La seconde solution est le captage des émissions de CO2 pour un stockage souterrain. Mais cette technologie, appelée captage et stockage du dioxyde de carbone, n’a pas fait ses preuves à grande échelle. Une possibilité est de capter le CO2 directement à l’endroit de la combustion du charbon ou du gaz naturel. Une autre est de le capter dans l’atmosphère au moyen de processus chimiques spécifiques. Quoi qu’il en soit, cette approche devra bénéficier d’investissements importants en recherche et développement avant d’être une technologie viable.
Le grand problème est le temps. Si nous avions un siècle devant nous pour modifier le système énergétique mondial, nous pourrions nous sentir relativement en sécurité. Mais la transition vers un système à faible émission de carbone devra se faire d’ici le milieu du siècle. Mais il s’agit pour ainsi dire d’une gageure, compte tenu de la longue période d’adaptation des infrastructures énergétiques mondiales, dont les centrales et les réseaux électriques, les systèmes de transport, mais également les domiciles privés et les immeubles de bureaux.
Peu de régions économiques ont progressé dans ce sens. En fait, les Etats-Unis investissent aujourd’hui massivement dans le gaz naturel, sans reconnaître ou se soucier du fait que l’exploitation du gaz de schiste, basé sur la nouvelle technologie de la fracturation hydraulique, ne fera qu’empirer la situation.
Même si l’économie américaine passe du charbon au gaz naturel, le charbon américain sera sans doute exporté et utilisé ailleurs. De toute façon, le gaz naturel, s’il émet moins de CO2 que le charbon, est aussi un combustible fossile. Sa combustion entraîne des dégâts environnementaux inacceptables.
Seule l’Europe a tenté de limiter sérieusement les émissions de carbone, au moyen d’un système qui attribue des quotas d’émission de CO2 aux installations industrielles. Parce que ces quotas sont échangés sur un marché du carbone, les entreprises qui limitent leurs émissions ont moins besoin de quotas et peuvent revendre ces quotas en excédent pour un bénéfice.
Le problème est que le prix des quotas s’est effondré à la suite de la crise économique européenne. Les quotas qui se vendaient pour plus de 30 dollars la tonne avant la crise s’échangent aujourd’hui à moins de 10 dollars.
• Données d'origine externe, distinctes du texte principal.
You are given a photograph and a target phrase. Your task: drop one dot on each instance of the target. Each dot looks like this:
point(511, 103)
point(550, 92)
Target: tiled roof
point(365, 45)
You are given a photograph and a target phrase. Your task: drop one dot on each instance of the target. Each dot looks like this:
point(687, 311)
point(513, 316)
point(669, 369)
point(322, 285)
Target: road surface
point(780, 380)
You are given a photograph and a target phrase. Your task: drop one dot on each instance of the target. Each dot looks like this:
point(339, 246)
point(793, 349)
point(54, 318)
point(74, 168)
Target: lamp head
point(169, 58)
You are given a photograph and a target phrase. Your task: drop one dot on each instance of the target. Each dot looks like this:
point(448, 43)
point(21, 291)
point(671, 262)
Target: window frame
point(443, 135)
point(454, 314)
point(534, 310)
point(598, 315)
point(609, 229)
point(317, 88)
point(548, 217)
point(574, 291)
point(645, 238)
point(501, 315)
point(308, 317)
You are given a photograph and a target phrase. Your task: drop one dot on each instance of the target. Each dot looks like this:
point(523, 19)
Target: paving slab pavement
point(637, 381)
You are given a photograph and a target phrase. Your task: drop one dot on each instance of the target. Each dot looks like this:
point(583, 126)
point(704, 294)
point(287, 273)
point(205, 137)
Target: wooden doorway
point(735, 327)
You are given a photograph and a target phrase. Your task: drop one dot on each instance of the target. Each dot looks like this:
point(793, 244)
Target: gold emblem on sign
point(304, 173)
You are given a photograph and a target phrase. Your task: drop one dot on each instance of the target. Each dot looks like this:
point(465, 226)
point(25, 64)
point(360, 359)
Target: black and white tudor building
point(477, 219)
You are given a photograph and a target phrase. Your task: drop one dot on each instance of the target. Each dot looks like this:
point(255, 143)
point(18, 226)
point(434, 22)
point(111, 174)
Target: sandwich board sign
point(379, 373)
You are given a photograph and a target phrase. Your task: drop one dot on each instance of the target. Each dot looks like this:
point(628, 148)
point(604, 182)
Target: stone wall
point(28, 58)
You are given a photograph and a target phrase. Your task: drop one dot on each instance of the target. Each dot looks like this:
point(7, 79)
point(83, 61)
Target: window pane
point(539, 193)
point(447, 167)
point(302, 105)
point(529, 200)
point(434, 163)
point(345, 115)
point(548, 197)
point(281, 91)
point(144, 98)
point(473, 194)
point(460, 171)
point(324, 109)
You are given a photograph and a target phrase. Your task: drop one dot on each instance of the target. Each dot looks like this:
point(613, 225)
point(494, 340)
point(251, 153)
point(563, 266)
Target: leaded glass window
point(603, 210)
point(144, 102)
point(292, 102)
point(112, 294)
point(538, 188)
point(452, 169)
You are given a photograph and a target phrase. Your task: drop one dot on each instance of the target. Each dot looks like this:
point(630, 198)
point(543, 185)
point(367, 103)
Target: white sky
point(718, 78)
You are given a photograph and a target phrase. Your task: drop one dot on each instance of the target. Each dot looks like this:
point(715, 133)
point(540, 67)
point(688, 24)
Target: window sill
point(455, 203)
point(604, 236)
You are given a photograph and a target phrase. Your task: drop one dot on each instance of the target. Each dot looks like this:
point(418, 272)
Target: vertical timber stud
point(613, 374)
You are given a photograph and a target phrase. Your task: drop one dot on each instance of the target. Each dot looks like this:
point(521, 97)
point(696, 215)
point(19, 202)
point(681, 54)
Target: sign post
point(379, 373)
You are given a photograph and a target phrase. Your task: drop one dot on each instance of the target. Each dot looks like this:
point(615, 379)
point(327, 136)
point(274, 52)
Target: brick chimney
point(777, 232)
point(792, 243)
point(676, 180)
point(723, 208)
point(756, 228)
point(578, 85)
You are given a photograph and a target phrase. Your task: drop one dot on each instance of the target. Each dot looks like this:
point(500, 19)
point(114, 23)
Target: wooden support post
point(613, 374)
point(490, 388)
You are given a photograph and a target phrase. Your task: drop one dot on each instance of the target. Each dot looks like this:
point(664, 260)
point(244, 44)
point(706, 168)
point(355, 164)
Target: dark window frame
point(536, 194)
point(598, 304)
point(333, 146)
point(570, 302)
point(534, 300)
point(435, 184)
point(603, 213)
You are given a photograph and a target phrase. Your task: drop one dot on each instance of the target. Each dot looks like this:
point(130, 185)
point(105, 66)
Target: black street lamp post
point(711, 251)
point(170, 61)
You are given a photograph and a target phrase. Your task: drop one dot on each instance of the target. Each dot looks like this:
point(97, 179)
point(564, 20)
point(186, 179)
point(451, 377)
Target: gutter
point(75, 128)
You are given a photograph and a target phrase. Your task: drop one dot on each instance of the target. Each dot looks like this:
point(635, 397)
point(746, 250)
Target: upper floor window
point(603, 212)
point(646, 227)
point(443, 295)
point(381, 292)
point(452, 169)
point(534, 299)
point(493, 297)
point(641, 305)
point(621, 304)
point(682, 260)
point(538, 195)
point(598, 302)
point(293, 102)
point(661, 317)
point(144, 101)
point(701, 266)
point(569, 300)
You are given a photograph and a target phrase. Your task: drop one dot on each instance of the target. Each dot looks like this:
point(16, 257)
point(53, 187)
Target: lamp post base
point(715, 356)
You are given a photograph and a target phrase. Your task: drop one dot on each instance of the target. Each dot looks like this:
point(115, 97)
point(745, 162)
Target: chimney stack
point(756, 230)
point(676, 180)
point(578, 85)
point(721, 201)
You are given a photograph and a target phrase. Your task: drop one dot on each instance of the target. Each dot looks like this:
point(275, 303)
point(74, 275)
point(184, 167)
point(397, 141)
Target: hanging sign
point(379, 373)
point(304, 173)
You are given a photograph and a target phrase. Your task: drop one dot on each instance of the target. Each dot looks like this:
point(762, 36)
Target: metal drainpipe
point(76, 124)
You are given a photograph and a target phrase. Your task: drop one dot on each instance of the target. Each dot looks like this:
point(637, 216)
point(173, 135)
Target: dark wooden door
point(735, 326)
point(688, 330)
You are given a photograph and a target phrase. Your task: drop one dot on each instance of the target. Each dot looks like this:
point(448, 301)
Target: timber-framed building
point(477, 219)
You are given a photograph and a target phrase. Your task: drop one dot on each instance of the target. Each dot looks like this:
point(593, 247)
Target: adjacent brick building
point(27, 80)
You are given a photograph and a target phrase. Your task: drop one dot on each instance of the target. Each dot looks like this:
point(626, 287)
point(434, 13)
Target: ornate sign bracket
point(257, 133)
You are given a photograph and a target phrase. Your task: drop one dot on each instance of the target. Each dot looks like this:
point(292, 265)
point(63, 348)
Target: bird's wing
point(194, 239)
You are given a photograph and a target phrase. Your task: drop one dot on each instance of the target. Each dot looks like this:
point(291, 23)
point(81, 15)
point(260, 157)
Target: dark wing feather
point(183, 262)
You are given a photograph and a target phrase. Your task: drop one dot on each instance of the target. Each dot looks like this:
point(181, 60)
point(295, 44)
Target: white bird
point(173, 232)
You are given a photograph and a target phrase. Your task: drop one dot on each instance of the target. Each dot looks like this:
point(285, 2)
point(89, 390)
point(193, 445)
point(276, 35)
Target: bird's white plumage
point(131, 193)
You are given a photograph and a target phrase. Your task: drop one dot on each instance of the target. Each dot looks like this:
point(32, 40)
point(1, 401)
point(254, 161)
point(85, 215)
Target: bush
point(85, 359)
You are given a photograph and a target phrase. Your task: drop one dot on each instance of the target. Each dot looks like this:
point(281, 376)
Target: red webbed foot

A ce prix, les entreprises ne sont pas incitées à réduire leurs émissions de CO2 et n’ont qu’une confiance médiocre dans le rétablissement du marché. Une grande partie de l’industrie européenne continue donc à fonctionner comme si de rien n’était, alors même que l’Europe tente de prendre la tête de cette transformation.
Il existe pourtant une bien meilleure stratégie que l’échange de quotas. Chaque région du monde doit adopter une taxe sur les émissions de carbone, dès aujourd’hui et qui augmente graduellement de manière prévisible à l’avenir.
Une partie du revenu généré par ces taxes pourrait être alloué sous formes de subventions aux énergies à faible émission de carbone, comme les énergies solaire et éolienne, et pour couvrir les coûts de développement du captage et stockage du dioxyde de carbone. Ces subventions, importantes au départ, diminueraient peu à peu, à mesure qu’augmentent les taxes sur les émissions de CO2 et que baissent le coût des nouvelles technologies énergétiques, grâce à l’expérience et l’innovation.
Avec une taxe sur les émissions de carbone et un système de subventions prévisibles et à long terme, le monde adopterait systématiquement les énergies à faible émission de carbone, une plus grande efficacité énergétique et le captage et stockage du CO2. Le temps presse. L’adoption par toutes les principales régions du monde de politiques énergétiques prévoyantes et pratiques est plus urgente que jamais.